Face au réchauffement climatique, certains défendent l’idée d’importer des essences méditerranéennes comme le pin laricio de Corse ou encore le cèdre de l’Atlas. «Cette idée qui consiste à tout détruire et à importer des essences exotiques ne tient pas debout ! Ces arbres sont peut-être capables d’encaisser la sécheresse mais qu’en est-il de leur résistance face aux autres dangers ? On est dans l’inconnu total et on joue aux apprentis sorciers », peste Jacques Hazera. « En France, on va vers une malforestation. Chez moi dans les Landes on y est déjà à plein tube et dans le Morvan, c’est en cours ».
Importé de Californie, le Douglas est un bois qui se plait beaucoup sur les terrains acides du Morvan, il y pousse vite et se vend très bien.

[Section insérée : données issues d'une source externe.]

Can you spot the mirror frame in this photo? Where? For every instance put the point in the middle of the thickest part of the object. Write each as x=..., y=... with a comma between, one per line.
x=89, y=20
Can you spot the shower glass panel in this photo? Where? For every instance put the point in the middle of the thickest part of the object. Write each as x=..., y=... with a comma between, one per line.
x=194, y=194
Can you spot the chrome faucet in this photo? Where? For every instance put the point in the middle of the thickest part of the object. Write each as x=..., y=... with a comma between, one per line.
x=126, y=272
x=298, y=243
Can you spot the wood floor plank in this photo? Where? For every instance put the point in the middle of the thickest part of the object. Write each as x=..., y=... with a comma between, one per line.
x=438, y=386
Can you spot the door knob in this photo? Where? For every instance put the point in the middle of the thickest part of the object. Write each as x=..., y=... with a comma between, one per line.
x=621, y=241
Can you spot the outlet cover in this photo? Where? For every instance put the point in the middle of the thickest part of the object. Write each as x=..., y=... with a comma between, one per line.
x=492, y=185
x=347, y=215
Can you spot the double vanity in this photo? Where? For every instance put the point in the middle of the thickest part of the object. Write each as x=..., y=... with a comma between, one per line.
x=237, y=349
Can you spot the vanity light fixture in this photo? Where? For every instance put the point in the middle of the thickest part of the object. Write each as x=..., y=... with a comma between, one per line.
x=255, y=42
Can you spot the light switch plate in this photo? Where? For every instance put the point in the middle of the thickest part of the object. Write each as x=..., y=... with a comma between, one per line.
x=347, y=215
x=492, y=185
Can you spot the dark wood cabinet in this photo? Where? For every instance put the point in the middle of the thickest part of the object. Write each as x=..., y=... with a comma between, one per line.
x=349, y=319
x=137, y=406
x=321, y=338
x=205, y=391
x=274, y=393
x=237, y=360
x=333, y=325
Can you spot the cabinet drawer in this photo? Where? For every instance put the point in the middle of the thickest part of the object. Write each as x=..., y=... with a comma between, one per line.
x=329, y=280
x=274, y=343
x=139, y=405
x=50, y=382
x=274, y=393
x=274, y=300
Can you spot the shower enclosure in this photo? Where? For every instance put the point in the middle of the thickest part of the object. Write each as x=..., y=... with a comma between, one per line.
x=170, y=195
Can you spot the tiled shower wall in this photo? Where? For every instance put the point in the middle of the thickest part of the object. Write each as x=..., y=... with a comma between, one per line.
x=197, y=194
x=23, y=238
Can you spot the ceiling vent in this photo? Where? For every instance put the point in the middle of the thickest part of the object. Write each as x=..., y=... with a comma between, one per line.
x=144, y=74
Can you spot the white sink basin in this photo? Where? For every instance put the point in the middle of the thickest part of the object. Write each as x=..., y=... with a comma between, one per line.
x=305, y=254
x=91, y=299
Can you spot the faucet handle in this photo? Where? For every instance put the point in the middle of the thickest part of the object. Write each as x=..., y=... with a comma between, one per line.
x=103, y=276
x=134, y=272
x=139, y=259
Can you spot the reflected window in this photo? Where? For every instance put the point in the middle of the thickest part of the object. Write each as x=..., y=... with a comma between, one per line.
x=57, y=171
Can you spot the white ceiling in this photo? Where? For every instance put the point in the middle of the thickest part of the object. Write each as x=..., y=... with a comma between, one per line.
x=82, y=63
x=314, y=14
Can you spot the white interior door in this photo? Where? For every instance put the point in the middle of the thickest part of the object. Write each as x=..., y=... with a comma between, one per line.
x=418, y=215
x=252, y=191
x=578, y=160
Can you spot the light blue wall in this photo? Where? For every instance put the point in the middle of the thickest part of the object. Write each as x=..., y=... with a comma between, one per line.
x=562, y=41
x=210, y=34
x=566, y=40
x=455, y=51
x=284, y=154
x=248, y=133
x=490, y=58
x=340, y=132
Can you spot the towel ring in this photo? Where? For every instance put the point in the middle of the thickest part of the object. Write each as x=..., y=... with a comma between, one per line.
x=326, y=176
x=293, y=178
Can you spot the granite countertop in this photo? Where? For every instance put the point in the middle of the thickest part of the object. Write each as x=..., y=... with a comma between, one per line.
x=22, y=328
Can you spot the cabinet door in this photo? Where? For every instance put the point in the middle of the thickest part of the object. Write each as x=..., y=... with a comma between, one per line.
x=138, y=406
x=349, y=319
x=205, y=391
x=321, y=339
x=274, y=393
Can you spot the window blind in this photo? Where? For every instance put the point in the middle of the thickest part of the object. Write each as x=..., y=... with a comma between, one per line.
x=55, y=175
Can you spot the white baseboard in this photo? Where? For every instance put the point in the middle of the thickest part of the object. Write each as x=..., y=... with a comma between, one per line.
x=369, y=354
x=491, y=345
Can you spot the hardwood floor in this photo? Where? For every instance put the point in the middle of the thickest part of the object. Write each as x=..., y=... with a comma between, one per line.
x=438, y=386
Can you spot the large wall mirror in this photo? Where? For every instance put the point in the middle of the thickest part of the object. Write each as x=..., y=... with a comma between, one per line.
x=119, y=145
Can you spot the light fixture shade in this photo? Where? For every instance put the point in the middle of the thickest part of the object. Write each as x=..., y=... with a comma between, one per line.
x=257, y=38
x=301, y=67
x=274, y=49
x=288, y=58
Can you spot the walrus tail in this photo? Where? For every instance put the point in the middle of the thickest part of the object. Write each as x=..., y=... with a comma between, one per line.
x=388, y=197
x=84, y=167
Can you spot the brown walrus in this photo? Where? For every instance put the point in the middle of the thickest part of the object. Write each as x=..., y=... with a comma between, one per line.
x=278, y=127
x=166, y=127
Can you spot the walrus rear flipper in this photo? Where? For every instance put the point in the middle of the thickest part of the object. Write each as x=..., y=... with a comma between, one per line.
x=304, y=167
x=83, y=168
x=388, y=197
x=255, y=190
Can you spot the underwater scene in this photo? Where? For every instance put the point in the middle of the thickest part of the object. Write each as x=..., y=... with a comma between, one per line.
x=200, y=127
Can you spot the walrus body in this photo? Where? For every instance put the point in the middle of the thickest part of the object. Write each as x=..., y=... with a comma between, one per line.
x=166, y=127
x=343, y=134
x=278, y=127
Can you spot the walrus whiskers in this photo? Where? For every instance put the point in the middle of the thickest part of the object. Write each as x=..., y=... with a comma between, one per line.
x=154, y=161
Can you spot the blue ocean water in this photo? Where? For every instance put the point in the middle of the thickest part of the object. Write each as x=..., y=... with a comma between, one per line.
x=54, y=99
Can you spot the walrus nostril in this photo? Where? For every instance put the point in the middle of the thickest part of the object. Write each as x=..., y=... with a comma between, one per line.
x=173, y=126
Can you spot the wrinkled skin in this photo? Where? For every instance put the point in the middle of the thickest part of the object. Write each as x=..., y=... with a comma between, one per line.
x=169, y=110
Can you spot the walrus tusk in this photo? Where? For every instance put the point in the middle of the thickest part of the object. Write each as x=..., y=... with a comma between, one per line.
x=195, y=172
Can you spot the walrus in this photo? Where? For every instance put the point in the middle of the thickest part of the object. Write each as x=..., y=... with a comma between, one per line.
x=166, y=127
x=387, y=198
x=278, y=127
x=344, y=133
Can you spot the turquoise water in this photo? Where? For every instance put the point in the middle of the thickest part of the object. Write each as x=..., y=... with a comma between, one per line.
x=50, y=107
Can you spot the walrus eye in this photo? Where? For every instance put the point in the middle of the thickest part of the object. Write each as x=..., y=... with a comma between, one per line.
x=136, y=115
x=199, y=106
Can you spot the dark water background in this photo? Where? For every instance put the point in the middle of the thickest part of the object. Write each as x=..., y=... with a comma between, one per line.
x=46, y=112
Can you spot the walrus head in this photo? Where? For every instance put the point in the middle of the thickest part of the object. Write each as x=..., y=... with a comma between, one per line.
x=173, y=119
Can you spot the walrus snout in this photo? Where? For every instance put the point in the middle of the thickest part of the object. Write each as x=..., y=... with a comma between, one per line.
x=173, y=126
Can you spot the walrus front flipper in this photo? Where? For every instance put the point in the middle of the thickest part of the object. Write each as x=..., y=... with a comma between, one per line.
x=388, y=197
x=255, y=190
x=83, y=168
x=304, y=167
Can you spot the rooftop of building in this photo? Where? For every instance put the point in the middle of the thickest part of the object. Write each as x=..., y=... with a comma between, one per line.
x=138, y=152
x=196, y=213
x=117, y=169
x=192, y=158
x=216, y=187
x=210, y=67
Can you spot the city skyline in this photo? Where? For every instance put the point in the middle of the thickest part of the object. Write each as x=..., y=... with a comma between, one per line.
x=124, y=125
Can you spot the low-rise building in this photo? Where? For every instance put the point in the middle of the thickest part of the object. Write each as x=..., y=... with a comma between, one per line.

Dans la forêt de Montmain, sur les hauteurs d’Autun, on peut encore se promener au milieu des hêtres, des charmes et des vieux chênes. Pour sauver ces 30 ha, le groupement forestier, la mairie d’Autun et le Conservatoire national des sites bourguignons se sont portés acquéreurs ensemble, en 2003. Grâce à ses 750 associés, le groupement forestier a ainsi pu acheter 16 autres forêts morvandelles. Un deuxième groupement, le Chat Sauvage, leur a même emboité le pas sur le secteur de Lormes, dans le nord Morvan. « On a la foi mais on n’est pas dupes », confie Ghislaine Nouellat. « S’il n’y a pas de modification de la loi, il ne va pas se passer grand-chose ». Justement, la forêt est sur la table des politiques depuis quelques mois. Une commission d’enquête citoyenne intitulée « Forêt bien commun » et menée par la députée La France Insoumise Mathilde Panot, venue en novembre dernier dans le Morvan. En parallèle, le gouvernement a lui aussi lancé une mission forêt et bois. Mais ici, on reproche au gouvernement de beaucoup trop écouter les professionnels de la filière bois… De plus, le Parc naturel régional, qui n’a pas l’attribution de gestion de la forêt, mais appelait à limiter les coupes rases, s’est vite vu menacer par l’État de se faire enlever son titre de parc naturel (avec 120.000€ d’aides à la clé), s’il n’arrêtait pas de se mêler de ce qui « ne le regarde pas ». Que veut l’État ? Avec près de 440.000 emplois, autant que dans l’industrie automobile, la filière bois est un marché prometteur, la forêt ne pesant pour l’instant que 1,1% du PIB français. Pourtant, à cause des changements climatiques, le fragile équilibre de cette gestion insoutenable des forêts pourrait bien s’effondrer demain.